Hydrofluoric acid is a weak acid, but it is probably one of the most corrosive. It is able to dissolve glass, forming hexafluorosilicic acid and water.

SiO2 + 6 HF → H2SiF6 + 2 H2O

However, due to the tendency of certain fluorides to be insoluble in water, some metals and metal alloys are able to resist it effectively, including nickel and copper and many alloys containing either.

PhysicalEdit

Hydrofluoric acid is a solution of hydrogen fluoride in water, and thus has properties between those of water and pure hydrogen fluoride.

Availability and UsesEdit

Hydrofluoric acid is used as a source of the fluoride ion, and for making Chlorofluorocarbons, or CFCs. It is rarely used in the home lab or even in college laboratories because of its extreme corrosive-ness and hazard to humans.

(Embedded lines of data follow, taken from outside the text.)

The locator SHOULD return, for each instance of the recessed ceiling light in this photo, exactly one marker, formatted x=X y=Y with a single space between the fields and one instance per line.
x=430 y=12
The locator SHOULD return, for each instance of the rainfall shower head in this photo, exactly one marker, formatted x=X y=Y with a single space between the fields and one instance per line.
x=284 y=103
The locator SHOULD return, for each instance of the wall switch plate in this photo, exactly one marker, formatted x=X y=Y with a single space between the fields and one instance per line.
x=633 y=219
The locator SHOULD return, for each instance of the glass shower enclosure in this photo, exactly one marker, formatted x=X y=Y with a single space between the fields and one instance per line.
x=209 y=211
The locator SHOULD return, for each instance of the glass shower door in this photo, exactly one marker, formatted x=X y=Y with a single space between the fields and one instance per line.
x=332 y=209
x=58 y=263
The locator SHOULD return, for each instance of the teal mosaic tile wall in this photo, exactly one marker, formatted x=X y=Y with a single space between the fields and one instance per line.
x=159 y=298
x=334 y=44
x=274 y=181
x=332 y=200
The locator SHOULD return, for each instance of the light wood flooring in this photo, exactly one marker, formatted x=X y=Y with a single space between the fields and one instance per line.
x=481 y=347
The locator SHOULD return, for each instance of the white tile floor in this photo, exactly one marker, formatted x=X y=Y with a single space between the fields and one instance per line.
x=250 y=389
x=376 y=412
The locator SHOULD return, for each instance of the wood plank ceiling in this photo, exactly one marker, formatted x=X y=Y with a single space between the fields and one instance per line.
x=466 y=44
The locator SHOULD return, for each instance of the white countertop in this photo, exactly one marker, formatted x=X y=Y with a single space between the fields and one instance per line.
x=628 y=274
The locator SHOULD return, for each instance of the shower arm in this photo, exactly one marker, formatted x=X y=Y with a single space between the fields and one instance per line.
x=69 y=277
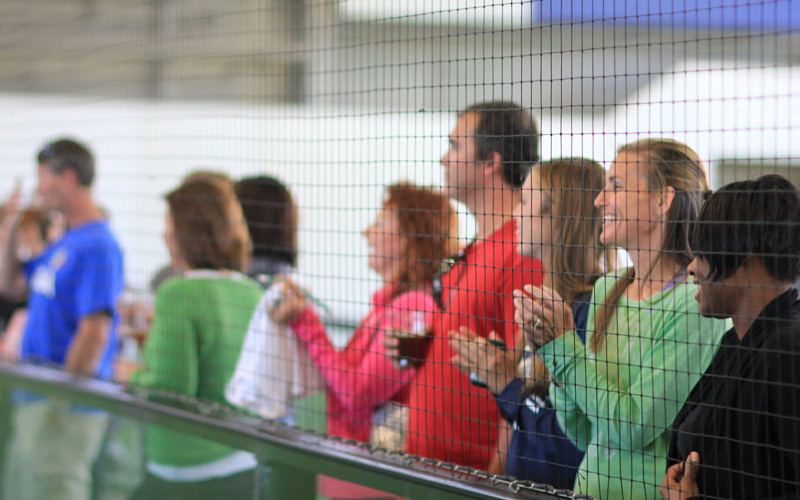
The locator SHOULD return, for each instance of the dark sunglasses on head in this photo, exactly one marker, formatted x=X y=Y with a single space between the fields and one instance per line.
x=445 y=267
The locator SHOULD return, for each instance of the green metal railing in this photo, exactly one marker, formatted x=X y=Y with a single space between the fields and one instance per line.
x=273 y=443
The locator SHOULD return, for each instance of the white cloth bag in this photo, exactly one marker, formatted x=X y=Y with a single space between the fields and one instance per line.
x=273 y=368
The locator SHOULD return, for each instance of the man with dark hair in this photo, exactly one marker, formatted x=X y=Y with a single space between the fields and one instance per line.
x=492 y=149
x=738 y=435
x=74 y=285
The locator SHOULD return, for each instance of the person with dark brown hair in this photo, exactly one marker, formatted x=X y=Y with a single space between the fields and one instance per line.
x=201 y=317
x=738 y=435
x=73 y=286
x=492 y=147
x=558 y=223
x=412 y=232
x=646 y=343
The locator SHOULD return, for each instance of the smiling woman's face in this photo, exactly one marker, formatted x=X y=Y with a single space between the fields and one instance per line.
x=629 y=210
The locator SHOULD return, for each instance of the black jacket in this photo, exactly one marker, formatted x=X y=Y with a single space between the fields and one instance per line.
x=743 y=416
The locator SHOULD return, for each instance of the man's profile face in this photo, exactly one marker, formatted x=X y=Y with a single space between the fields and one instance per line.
x=51 y=187
x=462 y=172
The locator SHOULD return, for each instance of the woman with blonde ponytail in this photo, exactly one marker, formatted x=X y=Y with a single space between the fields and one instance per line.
x=617 y=395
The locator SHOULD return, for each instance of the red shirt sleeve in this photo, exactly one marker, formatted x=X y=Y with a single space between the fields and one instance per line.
x=360 y=376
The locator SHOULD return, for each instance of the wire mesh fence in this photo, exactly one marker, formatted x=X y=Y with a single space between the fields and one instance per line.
x=550 y=245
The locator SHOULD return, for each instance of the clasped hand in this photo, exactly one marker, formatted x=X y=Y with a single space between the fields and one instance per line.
x=542 y=314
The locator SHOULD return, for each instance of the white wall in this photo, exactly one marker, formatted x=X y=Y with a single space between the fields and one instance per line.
x=336 y=160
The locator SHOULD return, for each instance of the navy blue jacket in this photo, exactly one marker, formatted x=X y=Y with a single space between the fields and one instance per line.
x=539 y=451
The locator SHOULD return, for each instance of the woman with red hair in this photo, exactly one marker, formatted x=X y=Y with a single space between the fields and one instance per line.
x=413 y=231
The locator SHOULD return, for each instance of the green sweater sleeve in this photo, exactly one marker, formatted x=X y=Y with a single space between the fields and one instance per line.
x=570 y=416
x=171 y=353
x=633 y=417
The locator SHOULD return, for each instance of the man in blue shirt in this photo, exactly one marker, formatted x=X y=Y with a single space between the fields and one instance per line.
x=73 y=287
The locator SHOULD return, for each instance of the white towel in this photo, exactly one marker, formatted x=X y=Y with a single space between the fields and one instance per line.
x=273 y=367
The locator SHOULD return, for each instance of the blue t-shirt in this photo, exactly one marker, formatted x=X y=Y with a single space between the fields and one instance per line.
x=79 y=275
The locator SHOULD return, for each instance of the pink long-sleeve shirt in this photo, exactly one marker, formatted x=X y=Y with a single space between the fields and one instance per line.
x=360 y=377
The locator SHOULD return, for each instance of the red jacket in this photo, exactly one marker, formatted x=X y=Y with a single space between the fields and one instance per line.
x=450 y=419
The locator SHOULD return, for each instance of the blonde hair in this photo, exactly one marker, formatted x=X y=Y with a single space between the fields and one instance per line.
x=669 y=164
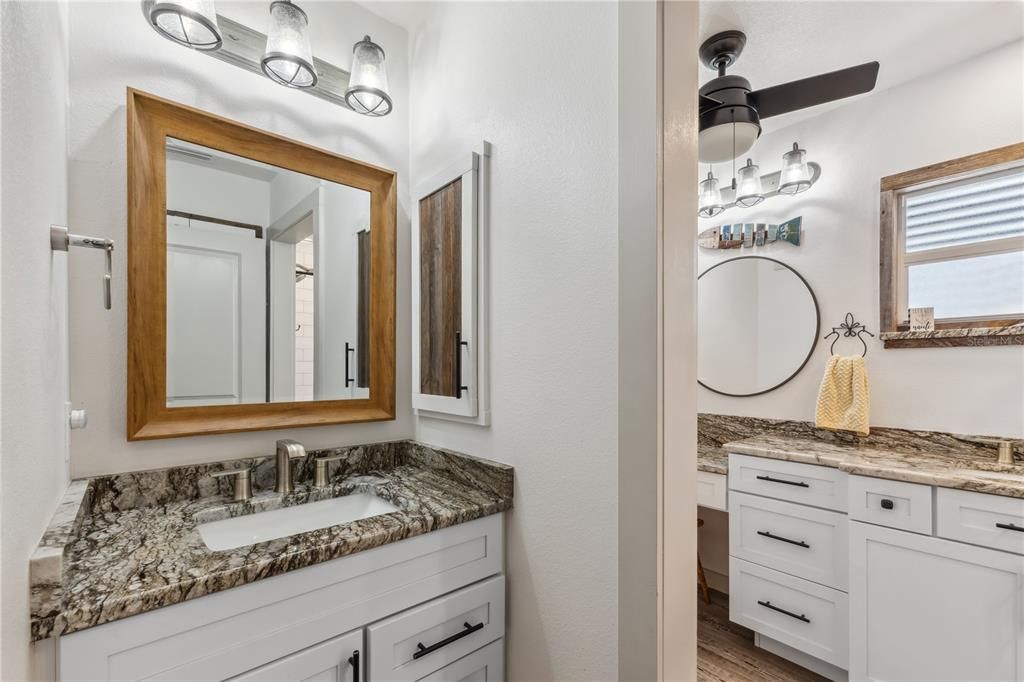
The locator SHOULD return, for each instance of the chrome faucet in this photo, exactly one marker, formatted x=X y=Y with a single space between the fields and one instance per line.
x=288 y=450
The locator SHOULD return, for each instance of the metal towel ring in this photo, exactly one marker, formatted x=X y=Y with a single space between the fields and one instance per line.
x=849 y=328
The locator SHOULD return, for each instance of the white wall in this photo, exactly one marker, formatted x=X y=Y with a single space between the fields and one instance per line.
x=112 y=47
x=935 y=118
x=34 y=435
x=539 y=80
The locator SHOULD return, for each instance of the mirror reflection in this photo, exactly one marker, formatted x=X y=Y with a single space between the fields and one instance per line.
x=267 y=283
x=757 y=326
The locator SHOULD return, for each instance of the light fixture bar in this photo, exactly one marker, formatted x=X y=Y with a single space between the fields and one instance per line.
x=244 y=48
x=769 y=184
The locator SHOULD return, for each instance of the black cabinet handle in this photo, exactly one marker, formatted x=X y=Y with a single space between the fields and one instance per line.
x=353 y=661
x=459 y=343
x=768 y=604
x=798 y=483
x=468 y=630
x=349 y=348
x=798 y=543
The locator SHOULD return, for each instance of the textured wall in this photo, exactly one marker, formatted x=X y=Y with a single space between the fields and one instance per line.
x=921 y=122
x=112 y=48
x=33 y=311
x=539 y=80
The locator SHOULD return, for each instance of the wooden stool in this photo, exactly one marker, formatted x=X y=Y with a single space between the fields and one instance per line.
x=701 y=581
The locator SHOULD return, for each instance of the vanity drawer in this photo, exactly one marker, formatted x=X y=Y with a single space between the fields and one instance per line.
x=795 y=481
x=712 y=489
x=801 y=541
x=989 y=520
x=486 y=665
x=805 y=615
x=415 y=643
x=891 y=503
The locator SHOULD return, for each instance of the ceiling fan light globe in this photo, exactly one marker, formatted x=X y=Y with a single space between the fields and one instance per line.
x=716 y=144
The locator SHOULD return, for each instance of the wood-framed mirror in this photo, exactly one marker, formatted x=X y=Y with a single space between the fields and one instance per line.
x=261 y=279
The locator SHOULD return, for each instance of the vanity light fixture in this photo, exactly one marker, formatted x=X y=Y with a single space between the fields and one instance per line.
x=188 y=23
x=797 y=175
x=289 y=57
x=710 y=203
x=367 y=91
x=284 y=55
x=750 y=192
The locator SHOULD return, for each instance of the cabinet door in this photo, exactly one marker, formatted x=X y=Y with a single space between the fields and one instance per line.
x=338 y=659
x=925 y=608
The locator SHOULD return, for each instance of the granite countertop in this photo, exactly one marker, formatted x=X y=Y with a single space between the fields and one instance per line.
x=713 y=459
x=124 y=545
x=943 y=467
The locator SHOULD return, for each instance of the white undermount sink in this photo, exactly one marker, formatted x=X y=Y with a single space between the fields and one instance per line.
x=261 y=526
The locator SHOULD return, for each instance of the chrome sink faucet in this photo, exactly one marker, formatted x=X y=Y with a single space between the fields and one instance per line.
x=288 y=450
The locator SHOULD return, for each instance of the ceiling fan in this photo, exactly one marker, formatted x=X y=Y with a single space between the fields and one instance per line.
x=728 y=99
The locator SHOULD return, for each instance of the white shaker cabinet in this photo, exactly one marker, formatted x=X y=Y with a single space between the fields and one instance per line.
x=338 y=659
x=928 y=608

Hydrofluoric acid is available in some places as a 3-4% solution to etch glass. It is also used in many aluminium cleaning products.

ProductionEdit

Although hydrofluoric acid is hazardous, it has been reported by sciencemadness.org members that it can be made by heating calcium fluoride (which can be obtained as a mineral) or sodium fluoride in sulfuric acid. Because HF acid dissolves glass or etches it, this is a very hard procedure. The instalation required to make hydrogen fluoride is usually made out of passivated copper.

ProjectsEdit

HandlingEdit

SafetyEdit

The fluoride ion is able to precipitate calcium ions in the bloodstream, which can quickly cause hypocalcemia and death due to arrhythmia. Hydrofluoric acid will readily penetrate the skin, and if such an exposure occurs, calcium gluconate gel is the recommended treatment.

Besides the exposure to fluoride ions, hydrofluoric acid will readily burn the skin, though the burns may not be immediately evident until a day later.

StorageEdit

Hydrofluoric acid should be stored in a tightly sealed polytetrafluoroethylene (Teflon) bottle.

DisposalEdit

HF must be neutralized before disposal. Calcium hydroxide is a good neutralizing agent.